My mother said I was born with a leprechaun on my shoulder. Kind of an odd thing to say, but it’s true. The little devil leads me and delivers me to where the action is, but he always manages to arrange an escape for me. I would imagine this is why I love to write. You see, I’ve been there, seen it and almost always came away with only scars.

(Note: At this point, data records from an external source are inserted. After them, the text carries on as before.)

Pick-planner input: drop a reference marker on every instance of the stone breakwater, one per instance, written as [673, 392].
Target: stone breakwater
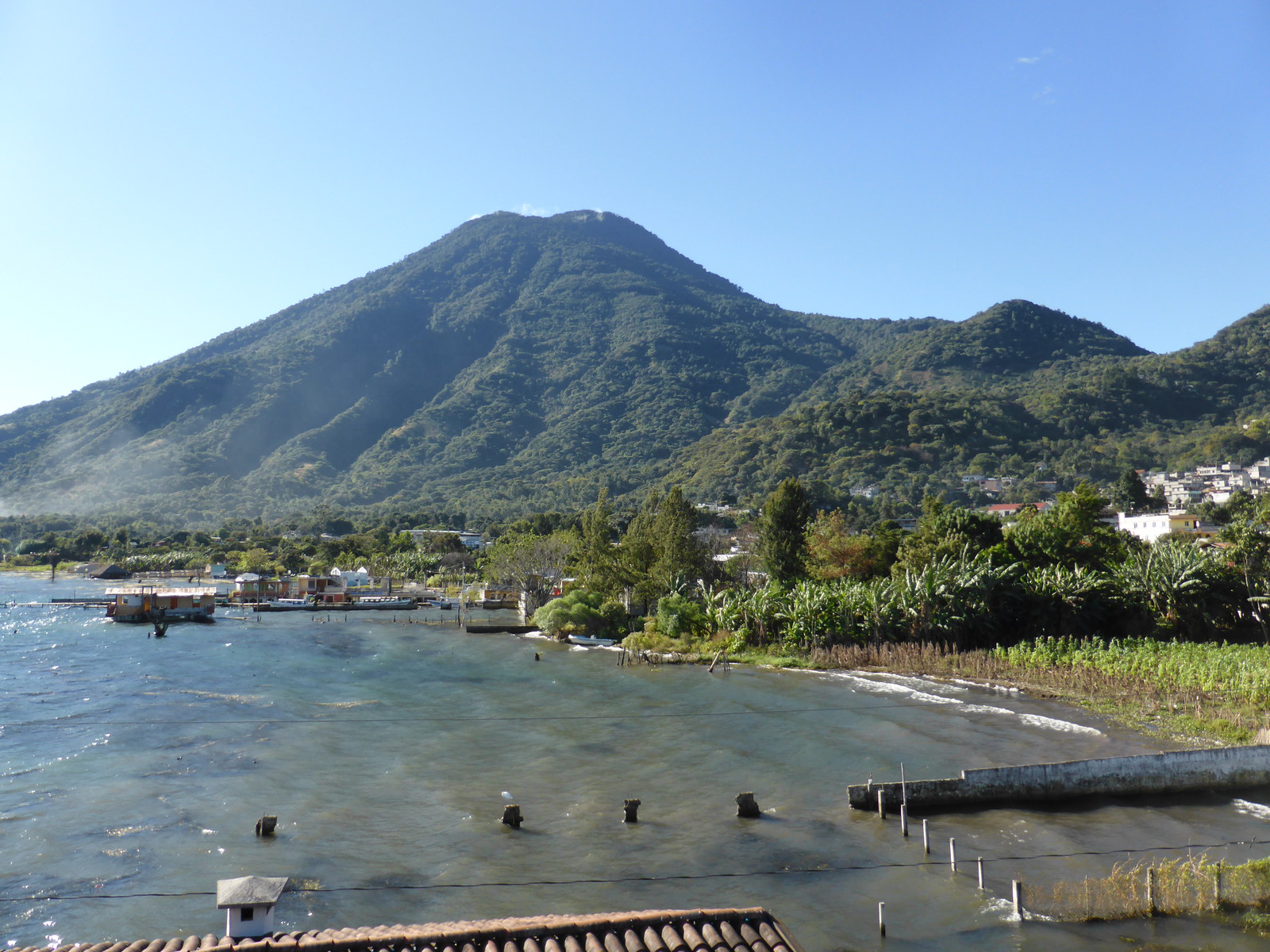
[1172, 772]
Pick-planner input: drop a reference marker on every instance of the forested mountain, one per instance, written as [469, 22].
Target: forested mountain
[521, 363]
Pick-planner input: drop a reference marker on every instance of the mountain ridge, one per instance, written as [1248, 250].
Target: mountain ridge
[516, 363]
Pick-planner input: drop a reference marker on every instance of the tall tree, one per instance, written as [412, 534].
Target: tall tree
[1130, 493]
[596, 556]
[679, 554]
[531, 564]
[783, 532]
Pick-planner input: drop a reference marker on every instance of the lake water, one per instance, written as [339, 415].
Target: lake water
[387, 749]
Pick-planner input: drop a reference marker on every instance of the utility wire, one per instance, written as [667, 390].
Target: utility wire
[670, 877]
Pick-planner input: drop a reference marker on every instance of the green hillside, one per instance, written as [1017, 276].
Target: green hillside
[521, 363]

Once I fell over a cliff; it was only sixty feet, but the beach was rock strewn and dangerous. My leprechaun arranged it perfectly; I landed on the only spot that had no rocks and flat on my back. The net result was a short amnesia and two black eyes. Even to this day, if there is an event, somehow or other I managed to be there just in time for the action. During the raid on Arnhem in World War II, the gliders for the forward assault flew directly over our house. Of course we all stood outside and watched; it seemed the whole sky was filled with planes towing gliders. Suddenly one released; quickly it circled loosing altitude at an alarming rate. It crashed beside some council houses on Badgeney Road less than a quarter of a mile from me. How many times have you seen a person bail out of an airplane? Hmm, well I was watching a Super Sabre over my house, and poof, the ejector fired and the pilot emerged. The plane rolled over and crashed only yards from Doddington Hospital. Another time I was walking towards the town of Chatteris and looked up, there was a Canberra bomber in trouble, with smoke coming from one engine. As I watched, right over my head. Poof – poof, and two parachutes emerged. The plane pitched forward and dived into the ground, exploding like an atomic bomb only a quarter of a mile away, and would you believe in the grounds of Doddington Hospital?

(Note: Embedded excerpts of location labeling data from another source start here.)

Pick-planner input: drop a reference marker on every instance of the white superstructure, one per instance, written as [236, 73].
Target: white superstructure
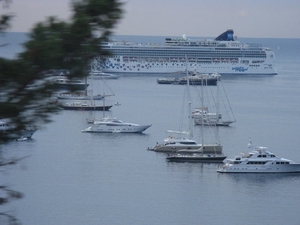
[224, 55]
[259, 160]
[113, 125]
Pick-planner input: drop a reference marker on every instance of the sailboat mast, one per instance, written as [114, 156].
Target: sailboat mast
[189, 101]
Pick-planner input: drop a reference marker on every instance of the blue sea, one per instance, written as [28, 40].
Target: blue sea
[79, 178]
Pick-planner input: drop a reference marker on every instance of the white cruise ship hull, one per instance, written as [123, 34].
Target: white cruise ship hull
[117, 65]
[224, 55]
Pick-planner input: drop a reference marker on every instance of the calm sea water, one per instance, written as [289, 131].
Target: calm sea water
[78, 178]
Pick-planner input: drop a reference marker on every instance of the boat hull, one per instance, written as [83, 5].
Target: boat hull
[281, 168]
[117, 129]
[87, 108]
[207, 148]
[196, 158]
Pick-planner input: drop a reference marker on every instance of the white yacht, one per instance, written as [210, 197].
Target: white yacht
[96, 74]
[113, 125]
[64, 83]
[224, 54]
[259, 160]
[9, 130]
[185, 145]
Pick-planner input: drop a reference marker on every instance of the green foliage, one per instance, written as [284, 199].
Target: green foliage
[53, 44]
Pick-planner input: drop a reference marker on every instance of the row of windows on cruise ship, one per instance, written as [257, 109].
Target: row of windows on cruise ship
[190, 54]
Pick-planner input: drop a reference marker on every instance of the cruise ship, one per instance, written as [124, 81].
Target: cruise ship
[224, 55]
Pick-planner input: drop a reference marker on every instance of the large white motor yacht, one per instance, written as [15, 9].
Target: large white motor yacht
[259, 160]
[113, 125]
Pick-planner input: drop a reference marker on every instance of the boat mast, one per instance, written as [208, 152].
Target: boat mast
[189, 101]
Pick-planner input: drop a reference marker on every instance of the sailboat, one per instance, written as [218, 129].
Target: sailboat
[113, 125]
[87, 105]
[181, 141]
[211, 154]
[202, 116]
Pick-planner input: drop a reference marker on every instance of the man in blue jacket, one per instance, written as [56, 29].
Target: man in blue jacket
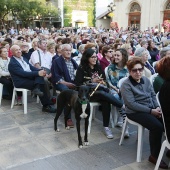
[26, 76]
[63, 74]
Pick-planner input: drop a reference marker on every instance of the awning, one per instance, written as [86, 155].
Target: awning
[79, 21]
[103, 15]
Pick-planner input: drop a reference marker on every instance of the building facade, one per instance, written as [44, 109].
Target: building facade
[138, 13]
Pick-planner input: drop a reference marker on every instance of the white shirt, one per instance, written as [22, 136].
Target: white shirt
[46, 59]
[23, 64]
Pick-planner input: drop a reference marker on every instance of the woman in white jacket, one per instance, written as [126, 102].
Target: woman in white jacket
[5, 78]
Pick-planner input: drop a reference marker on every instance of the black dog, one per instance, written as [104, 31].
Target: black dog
[79, 101]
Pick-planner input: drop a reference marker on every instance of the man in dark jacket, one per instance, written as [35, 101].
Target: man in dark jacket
[26, 76]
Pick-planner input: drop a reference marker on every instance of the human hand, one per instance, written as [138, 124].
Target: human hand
[42, 73]
[97, 80]
[156, 112]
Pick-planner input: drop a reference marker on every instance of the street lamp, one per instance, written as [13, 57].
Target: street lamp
[111, 7]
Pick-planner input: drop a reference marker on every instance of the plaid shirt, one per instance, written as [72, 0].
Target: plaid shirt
[70, 68]
[115, 74]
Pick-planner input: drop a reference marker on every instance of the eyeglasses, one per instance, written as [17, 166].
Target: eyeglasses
[137, 69]
[93, 57]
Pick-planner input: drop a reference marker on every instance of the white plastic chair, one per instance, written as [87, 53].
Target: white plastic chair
[140, 137]
[93, 106]
[164, 144]
[152, 78]
[24, 98]
[1, 91]
[154, 64]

Yet again I was minding my own business on my way to work walking passed number two hangar on Wyton airfield when all the windows burst outwards with a rumble like thunder. I went to help, and found the entire inside of the hangar ablaze with aircraft still inside. I pitched in to help but dope barrels began exploding and I decided it was time to leave. There have been far too many unusual events to recount, sometimes they happen in threes. For example my wife went to do some baby-sitting, I thought I’d have myself a coffee and doughnut. On leaving the house I found an unconscious woman on my front lawn. With the help of a neighbour we called an ambulance and tended to her. The poor old girl had fainted and on coming round was a little delirious. I just arrived at the coffee shop and as I walked across the parking lot, “Whamm,” a car drove through the window, right by my favourite seat. On the way home I crossed Strathcona Street, minding my own business and “CRASH,” only two feet behind me two motor vehicles collided head on.
On my last vacation in England with my son, we saw a truck fire, two car fires and a head on collision, and I was only there for two weeks. A famous steam Locomotive named the Fenman came off the rails just once in its entire service life, guess who was standing only fifteen feet away and witnessed the entire event.
Oh well! I suppose I should go out and see if anything else has happened.